The SEY-PEN, adapted from the WHO-PEN, is an innovative and action-oriented response to the challenges involved in the management of non-communicable diseases (NCDs).
The launch, attended by officials of the Ministry of Health, Public Health Authority and Health Care Agency, doctors, nurses, and other health workers comes three years after the SEY-PEN project was piloted in the Beau Vallon and Anse Aux Pins health centres.
It is now being extended to all public health facilities in the country in order to strengthen the NCD services in primary health centres, in line with National Health Strategic Plan (NHSP) 2022-2026, Continuity of Essential Services 2021 and the NCD strategic plan 2016-2025.
When addressing the guests, Dr Louange called on all health workers who will be involved with the implementation of the SEY-PEN package to put their hearts into it as an effective implementation of SEY-PEN will help the country align with the recent national strategic plan, “improve universal health coverage as well as attain global targets related to NCDs”.
It should be noted that NCD-related deaths in 2021 stood at 448, representing 48.5% of the country’s total death.
According to the committee’s local coordinator, Dr Vivianne Camille, it focuses on prevention, early detection, early diagnosis, standard management, and prevention of complications related to cardiovascular diseases and diabetes.
“Effective now, the service offered to our patients in all our health facilities across the country will be standard, meaning the service and treatment offered in Beau Vallon will be exactly the same as in English River health centre, Praslin or La Digue,” explained Dr Camille.
According to the Health Care Agency, the package includes simple, affordable tools such as clinical measurements, CVD risk assessment charts, blood pressure and blood sugar measurement devices, as well as evidence-based standard protocols for primary and secondary disease prevention.
It also comprises affordable appropriate medicine and appropriate referral systems.
Screening will be done in adults who are 40 years old and above.

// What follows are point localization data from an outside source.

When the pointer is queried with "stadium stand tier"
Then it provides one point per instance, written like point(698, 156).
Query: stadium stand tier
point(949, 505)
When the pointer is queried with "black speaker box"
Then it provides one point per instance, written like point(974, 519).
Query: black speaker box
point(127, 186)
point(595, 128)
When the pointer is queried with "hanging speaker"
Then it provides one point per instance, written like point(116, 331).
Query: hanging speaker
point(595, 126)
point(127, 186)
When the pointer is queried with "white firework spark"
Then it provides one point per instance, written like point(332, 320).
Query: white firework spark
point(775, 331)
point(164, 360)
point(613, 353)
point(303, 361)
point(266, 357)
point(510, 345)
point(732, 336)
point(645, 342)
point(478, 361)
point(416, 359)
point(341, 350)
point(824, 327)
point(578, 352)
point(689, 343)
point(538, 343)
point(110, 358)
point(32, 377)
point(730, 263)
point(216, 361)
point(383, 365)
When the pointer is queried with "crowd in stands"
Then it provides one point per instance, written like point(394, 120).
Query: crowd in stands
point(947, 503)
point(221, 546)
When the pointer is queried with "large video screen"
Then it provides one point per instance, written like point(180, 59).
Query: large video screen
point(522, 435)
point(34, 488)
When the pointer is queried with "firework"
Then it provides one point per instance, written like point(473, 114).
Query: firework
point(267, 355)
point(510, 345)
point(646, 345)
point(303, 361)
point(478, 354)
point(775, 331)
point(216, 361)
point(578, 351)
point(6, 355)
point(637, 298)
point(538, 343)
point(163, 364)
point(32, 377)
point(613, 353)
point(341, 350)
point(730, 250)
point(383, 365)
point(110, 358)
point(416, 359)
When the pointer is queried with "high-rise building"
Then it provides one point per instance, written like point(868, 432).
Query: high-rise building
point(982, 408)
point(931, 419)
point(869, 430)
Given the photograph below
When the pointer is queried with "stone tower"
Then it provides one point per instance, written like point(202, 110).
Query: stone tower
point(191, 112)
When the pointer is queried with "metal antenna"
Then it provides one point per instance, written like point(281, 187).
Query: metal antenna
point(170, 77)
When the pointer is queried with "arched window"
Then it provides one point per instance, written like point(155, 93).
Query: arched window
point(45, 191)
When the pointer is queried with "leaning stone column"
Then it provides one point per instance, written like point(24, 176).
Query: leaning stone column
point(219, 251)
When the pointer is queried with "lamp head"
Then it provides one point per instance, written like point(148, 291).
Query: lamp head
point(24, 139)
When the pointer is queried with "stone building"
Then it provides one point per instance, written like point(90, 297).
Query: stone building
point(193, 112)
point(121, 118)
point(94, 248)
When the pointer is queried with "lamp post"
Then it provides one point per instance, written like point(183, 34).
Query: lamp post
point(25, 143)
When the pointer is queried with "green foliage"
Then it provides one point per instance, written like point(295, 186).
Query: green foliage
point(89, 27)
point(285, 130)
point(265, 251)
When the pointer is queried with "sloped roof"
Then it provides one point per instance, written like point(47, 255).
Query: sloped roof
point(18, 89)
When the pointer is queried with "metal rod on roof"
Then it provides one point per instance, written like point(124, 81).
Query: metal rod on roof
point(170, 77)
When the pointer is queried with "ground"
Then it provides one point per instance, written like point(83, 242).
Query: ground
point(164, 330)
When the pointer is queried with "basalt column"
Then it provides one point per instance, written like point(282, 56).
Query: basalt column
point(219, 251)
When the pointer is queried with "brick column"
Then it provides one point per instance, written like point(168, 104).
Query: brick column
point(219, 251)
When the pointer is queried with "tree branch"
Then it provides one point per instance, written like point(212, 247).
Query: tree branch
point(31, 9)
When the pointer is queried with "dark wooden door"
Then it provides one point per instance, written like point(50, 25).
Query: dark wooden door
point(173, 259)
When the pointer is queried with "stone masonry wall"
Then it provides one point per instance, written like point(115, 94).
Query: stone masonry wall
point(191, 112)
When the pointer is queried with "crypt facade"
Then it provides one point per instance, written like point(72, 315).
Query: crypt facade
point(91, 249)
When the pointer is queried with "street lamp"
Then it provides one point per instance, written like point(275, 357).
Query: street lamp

Dr Camille said other than screening for hypertension and diabetes, they will also be educating the patients about their risk factors.
“Treatment is not the first option. People should understand that lifestyle changes is a key factor and needs to be done. We will therefore educate the patients on what to do to manage their health.”
Dr Camille said the SEY-PEN programme will target everybody calling at a health care centre and not just regular patients.
“These include patients who do not have to see doctor regularly, such as those coming for other services like dressing, blood tests, ante-natal care, family planning, physiotherapy or dental service. We want to capture everybody.”
The Health Care Agency said it was starting with 40-year-olds and above as it was better to manage a specific population group. However, those who are younger and already suffer from high blood pressure or diabetes can still come forward for screening. This also applies to those who do not have the two medical conditions but come from a family presenting certain risk factors or are obese.
The first phase of the programme starts in mid-October, which is the training of health professionals who will be using the SEY-PEN materials and tools.
The Health Care Agency is training them by region, twice weekly, starting with the northern region. Dr Camille said this will be done by region so as not to disrupt daily work.
To ensure continuity and consistency once the programme is integrated into all health centres, Dr Camille said the committee will be doing a lot of monitoring.
“We are stressing a lot on this because we need to continuously monitor to ensure we can sustain and maintain it. So any health centre that faces certain difficulties should alert us, so that we can step in and assist because SEY-PEN needs to be implemented as it needs to work. There’s no way around it,” added Dr Camille.
Although HCA is starting with the diabetes and hypertension, it plans to include cancer, which it says, is also considered a major concern in Seychelles.